Boas práticas aproximam os consumidores das marcas e lojas
Uma medida muito bem-vista pelo mercado é a determinação de que em cada estabelecimento comercial haja um manual do Código de Defesa do Consumidor à disposição dos vendedores e consumidores. “Isso trouxe redução enorme de ruídos entre ambas as partes”, avalia o diretor de Relações Institucionais da Associação Brasileira de Lojistas de Shopping (Alshop), Luís Augusto Ildefonso da Silva. Ele garante que a prática de disponibilizar o CDC ao alcance do cliente tem minimizado cada vez mais autuações de Procon junto ao comércio. “Outro ponto positivo é que os órgãos de defesa do consumidor, de uns tempos para cá, têm estabelecido uma relação mais educativa, substituindo a fórmula da punição adotada até pouco tempo atrás.” A Mercopan Pães e Doces, de Porto Alegre, segue à risca a recomendação e tem CDC à disposição dos clientes no balcão.

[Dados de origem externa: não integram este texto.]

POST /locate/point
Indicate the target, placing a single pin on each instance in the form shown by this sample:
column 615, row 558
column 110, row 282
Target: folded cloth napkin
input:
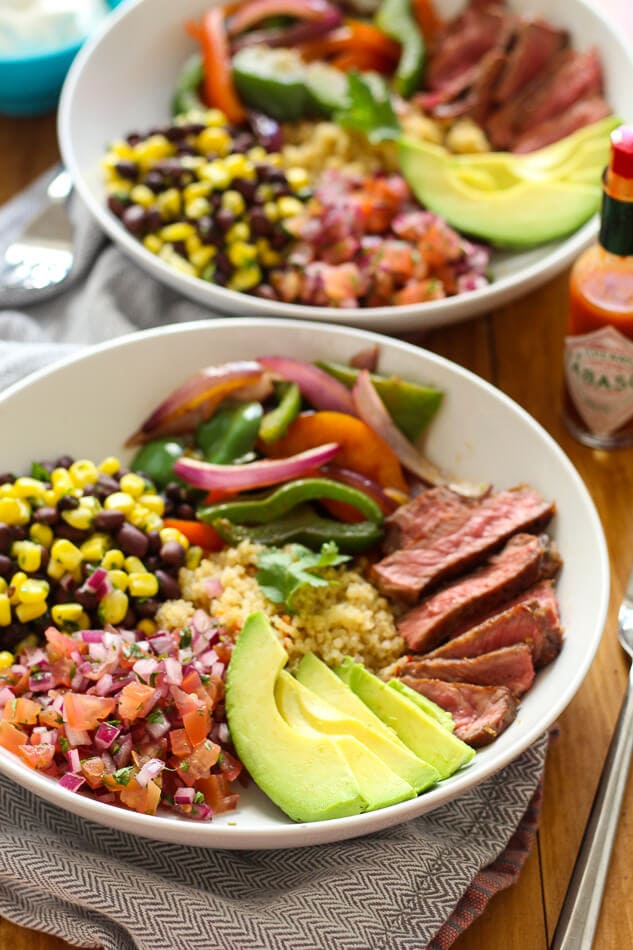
column 416, row 885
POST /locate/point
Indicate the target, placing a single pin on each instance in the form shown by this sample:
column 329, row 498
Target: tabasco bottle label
column 599, row 376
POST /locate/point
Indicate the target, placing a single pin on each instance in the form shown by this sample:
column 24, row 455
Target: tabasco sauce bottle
column 598, row 407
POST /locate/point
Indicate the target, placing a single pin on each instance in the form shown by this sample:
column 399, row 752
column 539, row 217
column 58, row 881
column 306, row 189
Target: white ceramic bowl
column 148, row 43
column 95, row 400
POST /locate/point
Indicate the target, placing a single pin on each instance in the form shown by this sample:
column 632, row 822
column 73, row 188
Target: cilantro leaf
column 282, row 573
column 369, row 109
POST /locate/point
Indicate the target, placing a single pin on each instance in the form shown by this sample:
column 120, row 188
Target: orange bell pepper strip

Silva acredita que a falta de conhecimento da legislação por parte dos compradores é um dos fatores que geram processos contra as empresas. “Se alguém compra um eletroeletrônico com defeito no tempo da garantia, em geral reclama na loja, acreditando que o comerciante é o responsável pelo problema. E como às vezes a indústria, que é a verdadeira responsável, extrapola no prazo da entrega do concerto do aparelho ou de um produto novo, o consumidor abre processo contra o lojista”, explica o dirigente. Ele dá a dica para que isso seja evitado: capacitação, atualização, treinamento e envolvimento dos funcionários atendentes são a fórmula. “Envolver os colaboradores dentro das normas do Procon é a melhor iniciativa”, opina. A advogada Gisele Friso lembra que a legislação em geral visa à proteção do consumidor, que é a parte vulnerável das relações comerciais, mas que é preciso que o mesmo aja de boa-fé, com transparência, e que seja honesto nessa relação.

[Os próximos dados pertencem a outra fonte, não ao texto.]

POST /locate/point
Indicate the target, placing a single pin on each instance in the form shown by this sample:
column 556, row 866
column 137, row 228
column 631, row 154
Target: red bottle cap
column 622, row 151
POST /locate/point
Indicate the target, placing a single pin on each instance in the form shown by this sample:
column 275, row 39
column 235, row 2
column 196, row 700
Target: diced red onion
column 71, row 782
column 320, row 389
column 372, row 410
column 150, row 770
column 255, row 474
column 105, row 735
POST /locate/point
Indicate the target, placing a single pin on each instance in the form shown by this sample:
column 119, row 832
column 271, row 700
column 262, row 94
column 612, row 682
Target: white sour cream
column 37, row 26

Entenda a diferença entre autuações e reclamações junto ao Procon
Atuação: É aplicada em vista da atividade fiscalizatória da entidade, como, por exemplo, questões relacionadas a afixação de preços, embalagens e rotulagens, prazos de validade, atendimento preferencial, entre outras.

Reclamação:O Procon pode intermediar as reclamações de consumidores em relação a fornecedores, recebendo a reclamação, encaminhando ao fornecedor e repassando a resposta ao reclamante, incluindo marcação de audiências.